# CAAD10 Paint / Touch up



## defboob (Aug 31, 2011)

To make a long story short, this happened when my bike was out of my hands during a transport back home  What's the best way to get this fixed up? I'm not sure if my LBS handles frame/fork touch ups or not - but i had planned on taking it in to the shop this week anyways so i'll find out. Any suggestions would be great. With this being the matte black BBQ color scheme, i have a feeling it's going to be very difficult to fix :cryin:


----------



## ARPRINCE (Feb 12, 2011)

defboob said:


> To make a long story short, this happened when my bike was out of my hands during a transport back home


What a bummer indeed!

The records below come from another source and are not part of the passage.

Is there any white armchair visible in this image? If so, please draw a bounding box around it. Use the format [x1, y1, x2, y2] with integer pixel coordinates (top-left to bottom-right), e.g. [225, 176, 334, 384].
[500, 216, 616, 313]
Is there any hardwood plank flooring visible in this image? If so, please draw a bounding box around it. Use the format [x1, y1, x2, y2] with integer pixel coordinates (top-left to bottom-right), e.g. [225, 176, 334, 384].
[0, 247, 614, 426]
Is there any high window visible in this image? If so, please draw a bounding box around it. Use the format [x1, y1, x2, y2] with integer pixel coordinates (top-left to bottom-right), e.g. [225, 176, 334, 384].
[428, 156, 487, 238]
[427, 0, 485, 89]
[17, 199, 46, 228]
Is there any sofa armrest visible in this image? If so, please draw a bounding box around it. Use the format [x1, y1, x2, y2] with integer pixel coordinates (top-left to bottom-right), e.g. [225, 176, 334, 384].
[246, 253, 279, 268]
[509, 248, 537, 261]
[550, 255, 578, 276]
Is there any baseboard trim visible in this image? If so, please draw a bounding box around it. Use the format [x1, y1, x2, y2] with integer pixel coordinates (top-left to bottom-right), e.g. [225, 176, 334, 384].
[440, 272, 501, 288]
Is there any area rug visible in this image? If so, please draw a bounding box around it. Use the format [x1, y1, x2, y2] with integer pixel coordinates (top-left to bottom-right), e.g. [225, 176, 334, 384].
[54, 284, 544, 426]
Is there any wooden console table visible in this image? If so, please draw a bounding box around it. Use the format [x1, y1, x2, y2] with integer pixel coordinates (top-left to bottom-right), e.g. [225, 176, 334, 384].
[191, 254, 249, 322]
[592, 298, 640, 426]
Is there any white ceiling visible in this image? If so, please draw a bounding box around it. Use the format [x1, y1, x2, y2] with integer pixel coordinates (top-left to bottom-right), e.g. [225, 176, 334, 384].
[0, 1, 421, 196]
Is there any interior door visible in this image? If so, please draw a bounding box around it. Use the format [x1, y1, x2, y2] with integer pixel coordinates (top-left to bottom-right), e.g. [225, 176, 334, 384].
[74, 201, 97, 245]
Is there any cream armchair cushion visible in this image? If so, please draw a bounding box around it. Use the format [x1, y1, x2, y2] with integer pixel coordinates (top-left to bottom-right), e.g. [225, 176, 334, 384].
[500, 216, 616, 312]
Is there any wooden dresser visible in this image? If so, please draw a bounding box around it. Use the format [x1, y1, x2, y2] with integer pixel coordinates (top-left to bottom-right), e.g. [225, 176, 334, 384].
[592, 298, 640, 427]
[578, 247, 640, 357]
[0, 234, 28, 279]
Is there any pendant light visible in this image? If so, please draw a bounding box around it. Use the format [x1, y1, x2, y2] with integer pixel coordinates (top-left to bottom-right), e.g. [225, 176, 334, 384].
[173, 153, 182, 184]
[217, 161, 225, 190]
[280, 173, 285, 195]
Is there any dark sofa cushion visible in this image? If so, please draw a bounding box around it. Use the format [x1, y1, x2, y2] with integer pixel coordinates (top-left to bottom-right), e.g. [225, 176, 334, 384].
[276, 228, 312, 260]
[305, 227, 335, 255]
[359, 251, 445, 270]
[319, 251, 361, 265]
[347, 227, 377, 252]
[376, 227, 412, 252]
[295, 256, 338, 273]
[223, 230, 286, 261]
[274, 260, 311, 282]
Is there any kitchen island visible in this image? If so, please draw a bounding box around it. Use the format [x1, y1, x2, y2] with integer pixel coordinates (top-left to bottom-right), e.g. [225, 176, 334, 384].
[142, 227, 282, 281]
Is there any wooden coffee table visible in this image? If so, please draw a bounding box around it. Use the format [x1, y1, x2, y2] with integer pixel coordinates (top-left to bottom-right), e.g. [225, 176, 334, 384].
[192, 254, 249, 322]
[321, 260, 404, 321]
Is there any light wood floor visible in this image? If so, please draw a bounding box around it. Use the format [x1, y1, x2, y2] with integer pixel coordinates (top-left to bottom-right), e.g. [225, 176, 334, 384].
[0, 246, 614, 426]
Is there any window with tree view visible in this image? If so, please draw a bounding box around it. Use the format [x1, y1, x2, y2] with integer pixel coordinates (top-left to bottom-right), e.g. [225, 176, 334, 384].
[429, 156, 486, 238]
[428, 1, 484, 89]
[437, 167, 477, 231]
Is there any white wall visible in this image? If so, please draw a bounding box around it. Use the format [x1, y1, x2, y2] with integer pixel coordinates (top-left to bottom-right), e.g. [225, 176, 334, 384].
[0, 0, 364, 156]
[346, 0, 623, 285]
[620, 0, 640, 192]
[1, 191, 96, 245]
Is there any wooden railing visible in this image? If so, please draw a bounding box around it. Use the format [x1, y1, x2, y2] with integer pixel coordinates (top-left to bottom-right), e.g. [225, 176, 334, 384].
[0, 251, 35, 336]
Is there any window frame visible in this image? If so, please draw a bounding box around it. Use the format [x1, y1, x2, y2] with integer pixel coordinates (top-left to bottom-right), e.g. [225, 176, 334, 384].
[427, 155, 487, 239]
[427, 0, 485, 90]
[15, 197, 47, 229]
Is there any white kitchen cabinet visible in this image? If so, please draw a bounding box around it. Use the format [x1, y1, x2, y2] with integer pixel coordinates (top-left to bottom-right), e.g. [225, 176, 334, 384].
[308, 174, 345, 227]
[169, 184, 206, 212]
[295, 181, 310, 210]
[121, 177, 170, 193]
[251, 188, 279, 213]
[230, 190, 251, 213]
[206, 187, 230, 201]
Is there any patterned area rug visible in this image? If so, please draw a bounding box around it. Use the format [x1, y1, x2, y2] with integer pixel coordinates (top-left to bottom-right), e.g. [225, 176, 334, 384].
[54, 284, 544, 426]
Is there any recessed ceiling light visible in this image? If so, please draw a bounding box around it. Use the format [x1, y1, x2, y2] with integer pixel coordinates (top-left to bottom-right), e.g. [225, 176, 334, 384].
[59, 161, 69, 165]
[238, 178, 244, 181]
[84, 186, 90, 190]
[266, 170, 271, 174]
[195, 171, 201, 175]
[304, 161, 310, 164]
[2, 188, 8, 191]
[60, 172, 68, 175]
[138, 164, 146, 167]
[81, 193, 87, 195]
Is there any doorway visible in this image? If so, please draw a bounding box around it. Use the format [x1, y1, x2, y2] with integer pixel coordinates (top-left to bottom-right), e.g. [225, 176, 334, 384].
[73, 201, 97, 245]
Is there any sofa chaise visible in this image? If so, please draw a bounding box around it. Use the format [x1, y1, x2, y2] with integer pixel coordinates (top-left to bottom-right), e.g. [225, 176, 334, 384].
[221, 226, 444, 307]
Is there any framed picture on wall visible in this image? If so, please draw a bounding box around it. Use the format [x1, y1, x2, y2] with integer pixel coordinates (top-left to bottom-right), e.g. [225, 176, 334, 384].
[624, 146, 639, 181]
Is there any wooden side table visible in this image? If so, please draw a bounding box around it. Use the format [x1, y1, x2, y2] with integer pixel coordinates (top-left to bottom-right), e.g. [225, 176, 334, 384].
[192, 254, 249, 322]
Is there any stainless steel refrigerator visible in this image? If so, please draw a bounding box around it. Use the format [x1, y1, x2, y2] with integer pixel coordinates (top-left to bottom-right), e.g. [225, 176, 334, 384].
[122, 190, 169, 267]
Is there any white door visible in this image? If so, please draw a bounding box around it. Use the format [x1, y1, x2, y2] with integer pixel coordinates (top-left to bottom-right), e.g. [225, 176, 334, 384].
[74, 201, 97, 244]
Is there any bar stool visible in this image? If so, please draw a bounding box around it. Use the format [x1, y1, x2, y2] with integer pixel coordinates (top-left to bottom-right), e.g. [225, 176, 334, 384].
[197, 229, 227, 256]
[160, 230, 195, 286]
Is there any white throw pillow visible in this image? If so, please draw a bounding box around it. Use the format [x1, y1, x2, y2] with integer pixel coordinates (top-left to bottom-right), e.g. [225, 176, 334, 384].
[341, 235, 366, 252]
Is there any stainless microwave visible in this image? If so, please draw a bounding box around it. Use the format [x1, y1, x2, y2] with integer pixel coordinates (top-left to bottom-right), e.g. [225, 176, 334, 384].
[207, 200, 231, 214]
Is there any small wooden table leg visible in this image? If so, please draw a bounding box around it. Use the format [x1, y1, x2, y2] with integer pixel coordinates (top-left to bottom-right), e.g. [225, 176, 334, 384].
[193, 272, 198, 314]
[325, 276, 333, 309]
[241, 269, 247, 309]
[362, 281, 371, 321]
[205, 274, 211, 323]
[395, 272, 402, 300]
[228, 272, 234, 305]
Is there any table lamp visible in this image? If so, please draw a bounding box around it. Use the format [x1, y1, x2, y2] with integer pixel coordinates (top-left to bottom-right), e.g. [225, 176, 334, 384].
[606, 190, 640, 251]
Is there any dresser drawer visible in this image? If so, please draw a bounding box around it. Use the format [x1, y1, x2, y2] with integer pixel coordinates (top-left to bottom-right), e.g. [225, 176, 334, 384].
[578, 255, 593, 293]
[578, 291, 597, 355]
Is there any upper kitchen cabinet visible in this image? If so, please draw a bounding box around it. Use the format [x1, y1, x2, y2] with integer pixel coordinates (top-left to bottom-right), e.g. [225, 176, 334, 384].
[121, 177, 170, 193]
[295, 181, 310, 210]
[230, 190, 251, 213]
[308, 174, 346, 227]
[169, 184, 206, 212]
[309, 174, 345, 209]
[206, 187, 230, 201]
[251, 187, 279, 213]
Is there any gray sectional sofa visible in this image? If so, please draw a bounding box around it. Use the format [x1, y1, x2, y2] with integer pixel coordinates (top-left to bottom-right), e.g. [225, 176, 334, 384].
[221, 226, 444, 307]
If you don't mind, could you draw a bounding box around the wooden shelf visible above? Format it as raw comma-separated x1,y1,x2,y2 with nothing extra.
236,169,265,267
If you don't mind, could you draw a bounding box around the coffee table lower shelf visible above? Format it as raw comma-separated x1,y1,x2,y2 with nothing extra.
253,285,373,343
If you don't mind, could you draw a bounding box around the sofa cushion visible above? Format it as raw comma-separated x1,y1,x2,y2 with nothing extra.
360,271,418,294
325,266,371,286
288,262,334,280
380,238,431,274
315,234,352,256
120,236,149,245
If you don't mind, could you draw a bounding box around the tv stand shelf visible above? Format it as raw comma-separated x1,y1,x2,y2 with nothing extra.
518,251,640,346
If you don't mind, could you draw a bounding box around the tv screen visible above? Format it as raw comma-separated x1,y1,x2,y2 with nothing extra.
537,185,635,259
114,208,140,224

I would sell that and buy a new one!


----------



## Matt927 (Apr 11, 2012)

Did you check here? Don't know your color scheme.

http://www.cannondaleexperts.com/Paint_c_44.html


----------



## defboob (Aug 31, 2011)

yep i did see that page earlier, however most of that paint seems to be from older bikes based on the description they gave. There are some colors there that "sound" close but likely not them considering this is a matte finish. I think it's called Jet Black Matte (BBQ) - however I don't know the code for that color.


----------



## Gearhead65 (Jan 23, 2010)

I have found that a black Sharpie works great for touchup on the black anodized frame of the 10-1.

You may give that a try on the matte black paint.


----------